Casa Babylon

Deambulo hace años por la misma ciudad. Como el feriante que desmonta la pista de los coches de choque, abro una botella de vino y me pongo a recordar que en las casas que viví mudé de piel y sus paredes me vieron mutar como el insecto de Kafka. Crecí en un piso familiar con calefacción central. Allí aprendí a estirar el cable del teléfono de góndola del pasillo para que nadie me oyese hablar con la novia. Y también a escuchar a mis padres susurrarse a oscuras las aventuras del día, mientras los hermanos nos quedábamos dormidos con la luz roja del cigarro del jefe de la casa.

Volé de allí, a un par de esquinas, a la casa en la que mi abuelo le dio permiso a mi padre para llevar a mi madre al altar. Y allí me pilló la muerte de Camarón, enfrascado en escribir su biografía, semanas después de que el diario para el que trabajaba cerrase.

A los dos años me mudé a un barrio que no quería vecinos. La casa era tan grande que había habitaciones en las que nadie entraba. Como allí no estaba a gusto, mi gata, blanca como una perla, se lanzó al vacío desde un séptimo con la excusa de arañar a una golondrina. Perdió una de sus siete vidas y apareció vestida de color gris marengo veinte calles más allá. Para colmo, mi abuela vino a vernos viva y a los pocos días salió sin hálito en una bolsa de cremallera.

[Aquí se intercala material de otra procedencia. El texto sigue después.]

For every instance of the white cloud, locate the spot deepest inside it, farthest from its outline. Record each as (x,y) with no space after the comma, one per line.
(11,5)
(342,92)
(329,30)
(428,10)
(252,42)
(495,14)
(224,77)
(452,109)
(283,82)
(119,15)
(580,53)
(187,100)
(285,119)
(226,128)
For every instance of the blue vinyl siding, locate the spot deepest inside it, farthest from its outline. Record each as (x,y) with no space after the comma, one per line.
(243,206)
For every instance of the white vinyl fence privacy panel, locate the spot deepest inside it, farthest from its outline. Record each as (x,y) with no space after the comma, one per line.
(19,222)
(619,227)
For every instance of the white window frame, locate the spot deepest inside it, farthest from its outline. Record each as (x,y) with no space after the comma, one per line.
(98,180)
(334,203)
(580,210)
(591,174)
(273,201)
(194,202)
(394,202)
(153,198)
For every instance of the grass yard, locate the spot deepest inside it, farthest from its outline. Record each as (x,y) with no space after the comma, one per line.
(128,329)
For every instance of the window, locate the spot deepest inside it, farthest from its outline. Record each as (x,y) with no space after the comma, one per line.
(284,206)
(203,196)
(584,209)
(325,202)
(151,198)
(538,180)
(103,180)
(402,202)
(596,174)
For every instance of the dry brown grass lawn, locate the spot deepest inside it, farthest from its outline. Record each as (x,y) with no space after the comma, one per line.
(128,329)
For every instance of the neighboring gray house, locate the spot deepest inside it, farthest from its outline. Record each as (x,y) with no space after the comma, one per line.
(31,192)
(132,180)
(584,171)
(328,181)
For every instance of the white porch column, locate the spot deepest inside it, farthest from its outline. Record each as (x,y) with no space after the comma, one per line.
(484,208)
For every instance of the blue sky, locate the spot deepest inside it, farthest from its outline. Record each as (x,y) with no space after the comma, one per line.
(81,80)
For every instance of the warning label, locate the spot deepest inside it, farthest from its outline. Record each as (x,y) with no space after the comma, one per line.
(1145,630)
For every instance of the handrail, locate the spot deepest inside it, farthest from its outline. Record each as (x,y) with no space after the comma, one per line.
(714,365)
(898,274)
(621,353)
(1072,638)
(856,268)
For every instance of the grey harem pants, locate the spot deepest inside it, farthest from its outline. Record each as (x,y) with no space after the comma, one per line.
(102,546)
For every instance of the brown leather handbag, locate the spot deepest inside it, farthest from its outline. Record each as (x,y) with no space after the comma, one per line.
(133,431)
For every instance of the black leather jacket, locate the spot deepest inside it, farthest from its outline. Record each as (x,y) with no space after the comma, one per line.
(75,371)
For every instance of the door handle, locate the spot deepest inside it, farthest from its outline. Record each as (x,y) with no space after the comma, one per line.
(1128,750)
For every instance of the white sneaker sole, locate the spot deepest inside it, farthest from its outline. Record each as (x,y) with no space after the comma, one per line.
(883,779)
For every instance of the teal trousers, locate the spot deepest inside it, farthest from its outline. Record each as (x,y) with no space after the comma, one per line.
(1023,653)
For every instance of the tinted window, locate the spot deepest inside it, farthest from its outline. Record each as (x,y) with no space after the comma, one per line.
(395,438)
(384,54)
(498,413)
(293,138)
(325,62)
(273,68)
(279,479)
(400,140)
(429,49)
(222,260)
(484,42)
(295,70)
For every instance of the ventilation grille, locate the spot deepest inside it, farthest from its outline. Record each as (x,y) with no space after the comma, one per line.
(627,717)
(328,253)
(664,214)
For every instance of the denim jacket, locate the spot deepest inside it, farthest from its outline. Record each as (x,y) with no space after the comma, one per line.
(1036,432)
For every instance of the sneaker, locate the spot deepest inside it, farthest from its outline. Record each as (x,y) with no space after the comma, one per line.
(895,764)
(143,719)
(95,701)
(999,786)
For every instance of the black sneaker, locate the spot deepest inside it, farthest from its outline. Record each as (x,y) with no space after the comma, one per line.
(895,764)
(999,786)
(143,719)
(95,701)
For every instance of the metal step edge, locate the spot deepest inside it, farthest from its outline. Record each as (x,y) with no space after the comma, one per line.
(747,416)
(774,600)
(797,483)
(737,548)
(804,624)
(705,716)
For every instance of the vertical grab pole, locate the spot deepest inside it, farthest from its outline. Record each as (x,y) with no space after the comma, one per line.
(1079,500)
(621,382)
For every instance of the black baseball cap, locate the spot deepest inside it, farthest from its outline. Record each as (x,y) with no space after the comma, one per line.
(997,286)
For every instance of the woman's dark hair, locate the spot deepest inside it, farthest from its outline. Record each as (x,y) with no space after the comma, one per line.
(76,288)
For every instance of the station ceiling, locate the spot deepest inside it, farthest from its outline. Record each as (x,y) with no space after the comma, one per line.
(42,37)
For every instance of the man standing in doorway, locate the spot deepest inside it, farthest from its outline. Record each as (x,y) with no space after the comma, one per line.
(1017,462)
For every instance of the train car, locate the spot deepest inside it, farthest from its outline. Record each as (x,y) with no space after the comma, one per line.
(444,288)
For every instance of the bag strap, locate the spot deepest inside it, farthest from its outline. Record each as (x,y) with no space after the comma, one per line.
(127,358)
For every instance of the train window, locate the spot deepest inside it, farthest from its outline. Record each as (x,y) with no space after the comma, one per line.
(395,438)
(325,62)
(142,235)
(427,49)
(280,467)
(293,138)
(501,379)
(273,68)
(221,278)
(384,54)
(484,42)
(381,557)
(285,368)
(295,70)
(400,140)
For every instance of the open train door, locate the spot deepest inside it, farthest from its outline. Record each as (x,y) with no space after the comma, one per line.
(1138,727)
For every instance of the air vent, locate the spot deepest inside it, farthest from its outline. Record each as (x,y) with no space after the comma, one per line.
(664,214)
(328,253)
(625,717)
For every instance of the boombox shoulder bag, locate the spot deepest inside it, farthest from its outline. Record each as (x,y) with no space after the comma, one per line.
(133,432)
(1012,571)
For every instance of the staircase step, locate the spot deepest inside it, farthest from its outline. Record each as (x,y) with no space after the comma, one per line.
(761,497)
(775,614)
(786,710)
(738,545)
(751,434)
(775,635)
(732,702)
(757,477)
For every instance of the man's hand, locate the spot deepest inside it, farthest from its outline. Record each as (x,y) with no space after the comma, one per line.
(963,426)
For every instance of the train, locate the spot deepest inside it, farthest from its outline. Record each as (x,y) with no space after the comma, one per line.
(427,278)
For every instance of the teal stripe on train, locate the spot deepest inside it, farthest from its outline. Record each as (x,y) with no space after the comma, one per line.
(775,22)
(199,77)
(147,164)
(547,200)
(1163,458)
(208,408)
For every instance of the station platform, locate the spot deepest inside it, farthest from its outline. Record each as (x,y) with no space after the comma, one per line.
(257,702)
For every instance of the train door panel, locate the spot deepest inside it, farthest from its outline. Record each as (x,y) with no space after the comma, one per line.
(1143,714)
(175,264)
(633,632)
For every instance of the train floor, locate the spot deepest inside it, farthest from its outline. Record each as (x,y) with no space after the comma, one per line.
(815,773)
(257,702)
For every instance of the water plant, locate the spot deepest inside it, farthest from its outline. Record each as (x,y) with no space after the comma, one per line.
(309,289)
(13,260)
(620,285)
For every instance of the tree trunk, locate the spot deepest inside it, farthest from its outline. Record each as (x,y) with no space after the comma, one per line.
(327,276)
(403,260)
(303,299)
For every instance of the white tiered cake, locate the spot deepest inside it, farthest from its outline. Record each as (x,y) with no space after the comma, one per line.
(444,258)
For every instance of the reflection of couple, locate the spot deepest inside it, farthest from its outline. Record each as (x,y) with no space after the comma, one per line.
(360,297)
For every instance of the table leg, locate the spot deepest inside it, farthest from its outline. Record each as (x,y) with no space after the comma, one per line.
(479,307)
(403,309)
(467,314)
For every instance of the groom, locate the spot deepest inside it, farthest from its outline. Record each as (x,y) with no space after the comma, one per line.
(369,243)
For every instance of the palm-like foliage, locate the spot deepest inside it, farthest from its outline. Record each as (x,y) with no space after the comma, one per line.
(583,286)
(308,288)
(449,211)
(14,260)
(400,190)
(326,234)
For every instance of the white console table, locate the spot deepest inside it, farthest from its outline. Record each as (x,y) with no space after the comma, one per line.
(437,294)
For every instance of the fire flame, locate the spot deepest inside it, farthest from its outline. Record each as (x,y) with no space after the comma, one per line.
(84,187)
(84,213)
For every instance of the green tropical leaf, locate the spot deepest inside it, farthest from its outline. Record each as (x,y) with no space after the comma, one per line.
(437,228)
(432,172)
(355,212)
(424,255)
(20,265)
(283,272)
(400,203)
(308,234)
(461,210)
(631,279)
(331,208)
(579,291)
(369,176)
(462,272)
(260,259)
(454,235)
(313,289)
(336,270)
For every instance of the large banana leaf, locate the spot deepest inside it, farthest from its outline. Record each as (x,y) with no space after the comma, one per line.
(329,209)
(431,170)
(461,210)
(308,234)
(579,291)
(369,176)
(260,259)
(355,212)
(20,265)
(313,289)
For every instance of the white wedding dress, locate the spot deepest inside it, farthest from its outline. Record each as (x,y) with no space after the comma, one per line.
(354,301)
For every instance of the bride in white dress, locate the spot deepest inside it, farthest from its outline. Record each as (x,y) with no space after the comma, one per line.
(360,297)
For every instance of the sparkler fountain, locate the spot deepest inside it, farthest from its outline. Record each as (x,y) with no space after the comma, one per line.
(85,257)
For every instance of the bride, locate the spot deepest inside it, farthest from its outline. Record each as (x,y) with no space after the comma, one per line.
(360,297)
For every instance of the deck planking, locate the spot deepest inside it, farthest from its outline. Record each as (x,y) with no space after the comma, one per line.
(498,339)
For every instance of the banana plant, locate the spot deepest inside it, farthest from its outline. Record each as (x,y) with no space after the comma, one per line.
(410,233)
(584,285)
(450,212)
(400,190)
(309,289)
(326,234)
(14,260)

Volví al barrio. Y me sentí bien. Encontré un piso pintado de rojo en un edificio abandonado por su dueño y que conseguí alquilar usando las peores artes (legales) imaginables. Cada noche dormía seis pisos por encima de un cine al que había dedicado decenas de sesiones continuas sobre sus butacas de contrachapado. Viví bajo el letrero de neón estropeado del cine que hoy ocupa un supermercado. Cada vez que me olvido de la tinta para el arroz negro vuelvo allí e imagino que resuenan en la pared del fondo las voces de los actores. En esa casa fui muy feliz, y siempre que paso por allí pienso si el nuevo habitante imaginará que cuando yo vivía allí existía Netscape y Silkete dejaba mensajes en el contestador.

He vivido en casas en las que me acogieron. Me hicieron un hueco bajo el edredón y yo, a cambio, preparaba el desayuno, que es una de las mejores maneras de decirle a alguien “te quiero”. He vivido en dos casas bajas. Una roja en cuyo jardín planté un magnolio para celebrar que mi hija vino al mundo. El árbol sigue allí, pero ahora lo riega otra gente. La otra sigue pintada de azul, arropada por el trino de los mirlos y una orquesta de macetas. Allí podía tocar la batería sin protestas y es el hogar de dos chavales que aún me llaman papá en vez de padre.

Desarrollé mi visión espacial para evitar chichones en un par de buhardillas. La primera, un bajo-rasante-patera en la que se podía dormir pero no vivir. La segunda, en un edificio de africanos en mi amado Rastro. Aún conservo dentro de mí el olor de la cocina subsahariana. Abajo, los domingos los yonquis compartían historias con los vendedores de pájaros, pero en lo alto tocamos el cielo muchos días. También viví en un garaje y me fui de allí porque no podía hacer la fotosíntesis y me estaba poniendo mustio. Ahora vivo de nuevo en lo alto, cerca de las antenas de telefonía que nos controlan, en un lugar donde se adivinan las puestas de sol y los aloes le rascan la barriga a las nubes. Y estoy feliz como la casa sin tejado del Happy de Pharrell Williams. Vente, anda, que te preparo una paella.